She is the co-author of the book A Changing China, and editor of Warren Liu’s book China Key Success Factors. She also helps run the China Speakers Bureau, which provides China experts to events around the world.
She was born Maria Viktorovna Korolyova in Leningrad, USSR and moved to the United states with her family in 1978 when she was eight. In the US, her name became Maria Victoria Korolov.
She graduated from Cornell University with a degree in mathematics in 1990. While still a student, she worked for the Cornell Daily Sun and the Ithaca Times. A cover story for the latter about town-gown relations won an honorable mention from the New York Press Association for best feature story of the year.

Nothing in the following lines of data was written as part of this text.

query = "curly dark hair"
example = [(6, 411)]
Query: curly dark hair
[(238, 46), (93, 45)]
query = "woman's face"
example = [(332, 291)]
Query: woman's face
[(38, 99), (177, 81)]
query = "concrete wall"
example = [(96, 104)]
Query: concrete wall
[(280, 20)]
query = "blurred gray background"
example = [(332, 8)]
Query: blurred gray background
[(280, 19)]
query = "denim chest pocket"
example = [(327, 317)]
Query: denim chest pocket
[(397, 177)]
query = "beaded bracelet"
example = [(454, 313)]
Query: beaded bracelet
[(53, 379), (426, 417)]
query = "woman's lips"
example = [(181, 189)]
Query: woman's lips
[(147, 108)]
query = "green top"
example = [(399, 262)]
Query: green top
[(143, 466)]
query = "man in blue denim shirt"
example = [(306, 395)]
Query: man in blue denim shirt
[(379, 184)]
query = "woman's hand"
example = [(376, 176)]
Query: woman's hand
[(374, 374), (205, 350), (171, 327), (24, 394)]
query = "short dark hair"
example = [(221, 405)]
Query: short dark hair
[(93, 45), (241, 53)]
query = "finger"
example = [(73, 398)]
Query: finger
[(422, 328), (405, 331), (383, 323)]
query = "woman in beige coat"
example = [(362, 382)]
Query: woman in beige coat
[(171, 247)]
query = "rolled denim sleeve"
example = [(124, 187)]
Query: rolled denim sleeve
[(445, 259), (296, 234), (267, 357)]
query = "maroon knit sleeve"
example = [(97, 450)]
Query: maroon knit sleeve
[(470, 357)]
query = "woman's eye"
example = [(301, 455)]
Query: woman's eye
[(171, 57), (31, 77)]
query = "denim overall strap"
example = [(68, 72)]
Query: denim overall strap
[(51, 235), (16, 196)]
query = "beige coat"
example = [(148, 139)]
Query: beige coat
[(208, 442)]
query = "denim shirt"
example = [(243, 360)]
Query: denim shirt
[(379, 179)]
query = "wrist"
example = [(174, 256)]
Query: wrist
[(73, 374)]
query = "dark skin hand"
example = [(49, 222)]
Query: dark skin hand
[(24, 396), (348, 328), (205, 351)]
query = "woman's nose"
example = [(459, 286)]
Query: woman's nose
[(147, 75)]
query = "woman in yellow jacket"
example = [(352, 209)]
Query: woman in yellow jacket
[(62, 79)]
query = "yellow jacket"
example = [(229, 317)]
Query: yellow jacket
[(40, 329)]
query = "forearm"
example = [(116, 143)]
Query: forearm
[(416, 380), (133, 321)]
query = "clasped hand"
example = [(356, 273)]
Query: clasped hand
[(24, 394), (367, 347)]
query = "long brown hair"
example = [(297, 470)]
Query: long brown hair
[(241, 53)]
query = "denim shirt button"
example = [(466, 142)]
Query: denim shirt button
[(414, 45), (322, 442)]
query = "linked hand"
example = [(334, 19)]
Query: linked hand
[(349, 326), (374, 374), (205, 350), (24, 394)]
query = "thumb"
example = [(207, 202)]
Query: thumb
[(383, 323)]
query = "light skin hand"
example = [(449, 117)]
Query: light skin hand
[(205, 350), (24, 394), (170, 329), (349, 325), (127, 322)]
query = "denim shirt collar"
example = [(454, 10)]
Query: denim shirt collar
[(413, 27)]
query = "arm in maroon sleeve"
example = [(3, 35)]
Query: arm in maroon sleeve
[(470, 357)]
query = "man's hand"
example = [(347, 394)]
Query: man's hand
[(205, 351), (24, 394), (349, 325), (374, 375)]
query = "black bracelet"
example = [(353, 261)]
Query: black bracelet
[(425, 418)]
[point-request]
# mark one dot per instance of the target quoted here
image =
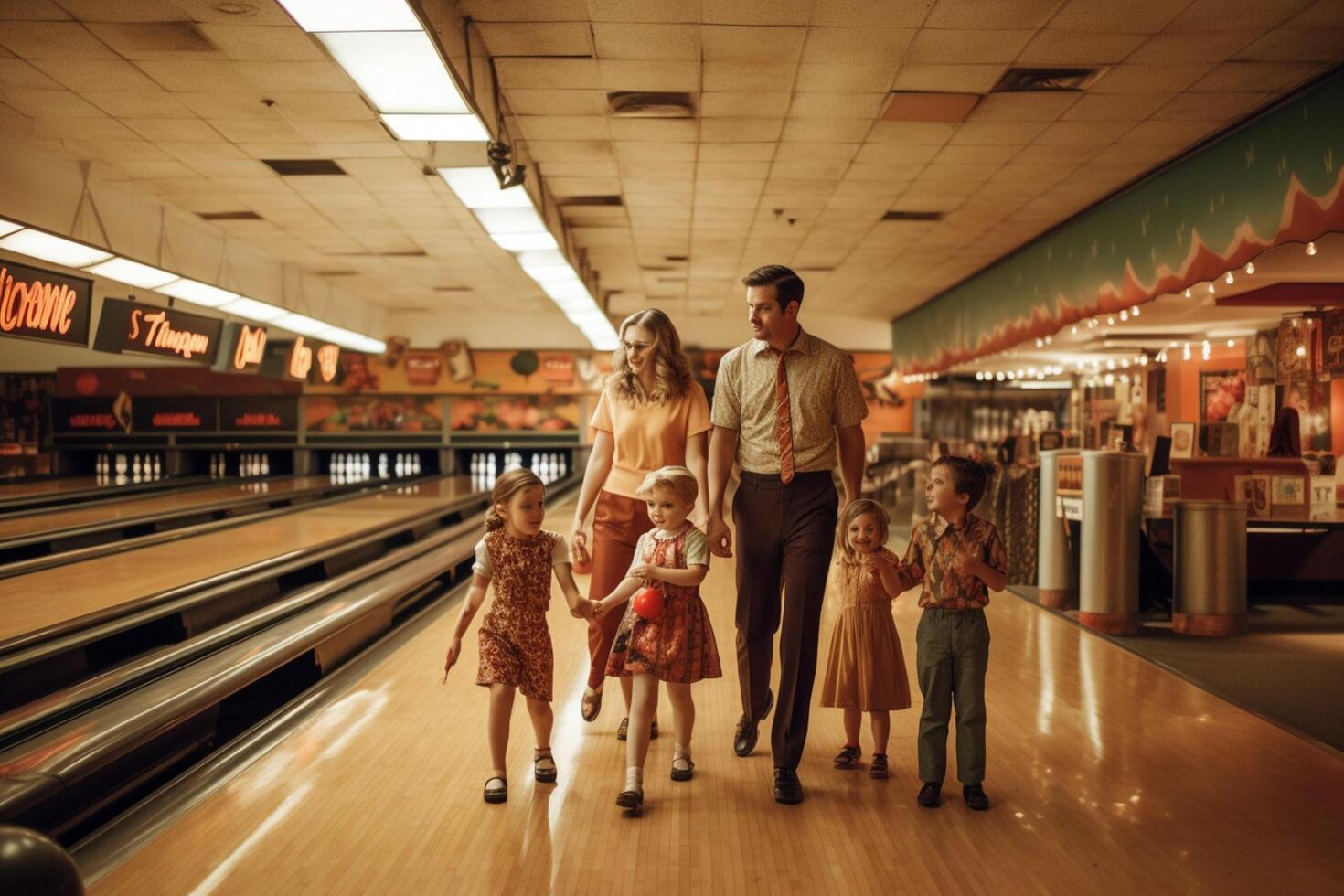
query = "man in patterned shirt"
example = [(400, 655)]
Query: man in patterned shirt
[(957, 557), (783, 406)]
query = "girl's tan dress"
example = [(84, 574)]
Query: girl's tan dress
[(866, 669)]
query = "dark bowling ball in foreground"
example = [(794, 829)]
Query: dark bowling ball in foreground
[(31, 863), (648, 603)]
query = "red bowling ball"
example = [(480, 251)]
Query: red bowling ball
[(648, 603)]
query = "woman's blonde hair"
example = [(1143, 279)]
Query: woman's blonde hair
[(671, 368), (852, 512), (677, 480), (506, 488)]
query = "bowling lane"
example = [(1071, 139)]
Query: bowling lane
[(1106, 774), (48, 597), (155, 504)]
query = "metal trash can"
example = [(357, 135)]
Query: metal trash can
[(1108, 579), (1057, 579), (1209, 575)]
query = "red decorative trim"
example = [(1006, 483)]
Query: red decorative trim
[(1304, 219)]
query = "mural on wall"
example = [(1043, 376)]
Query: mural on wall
[(454, 369), (514, 414), (1277, 180), (362, 414)]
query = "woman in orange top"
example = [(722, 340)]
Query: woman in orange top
[(651, 414)]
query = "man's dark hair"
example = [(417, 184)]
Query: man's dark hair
[(968, 477), (786, 283)]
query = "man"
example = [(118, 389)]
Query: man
[(784, 402)]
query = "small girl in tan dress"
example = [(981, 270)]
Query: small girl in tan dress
[(866, 670), (517, 557), (677, 646)]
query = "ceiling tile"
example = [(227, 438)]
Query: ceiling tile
[(1171, 77), (1191, 46), (846, 131), (53, 40), (953, 46), (773, 46), (991, 14), (837, 105), (661, 42), (537, 37), (621, 74), (748, 76), (555, 74), (743, 105), (1052, 48), (844, 78), (969, 78), (1243, 77), (755, 12)]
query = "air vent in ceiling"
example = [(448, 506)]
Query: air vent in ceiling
[(229, 215), (638, 103), (589, 200), (912, 215), (1044, 80), (299, 166)]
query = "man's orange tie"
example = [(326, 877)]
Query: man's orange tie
[(784, 427)]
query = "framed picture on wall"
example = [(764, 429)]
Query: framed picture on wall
[(1183, 440)]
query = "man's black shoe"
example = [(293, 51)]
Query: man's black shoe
[(929, 795), (745, 738), (975, 797), (788, 789)]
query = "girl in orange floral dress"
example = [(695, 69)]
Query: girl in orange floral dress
[(677, 646), (517, 557)]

After graduation, she went on to cover the Lake County suburbs for the Chicago Tribune. A story on corporal punishment in the schools made the front page of the paper. Another, on the growing drug trade in Lake County, made page 3.
A year later, she went to Moscow, where she was a freelance war correspondent for UPI for several months before being hired as a reporter by the Moscow Tribune. Within two months, she was promoted to national editor.
Using her contacts with local journalists around the former Soviet Union, she put together a team of correspondents throughout the republics. A year later, she moved to Reuters to be able to spend more time in the field covering civil wars.
Her work took her to Aghanistan, Chechnya, Georgia, Armenia, Azerbaijan, Tajikistan, and the former Yugoslavia. She spent a month in the trenches with Abzhazian separatists, followed the Georgian guard as they looted and pillaged their way through Western Georgia during the civil war with the Zviadists, and was twice taken prisoner.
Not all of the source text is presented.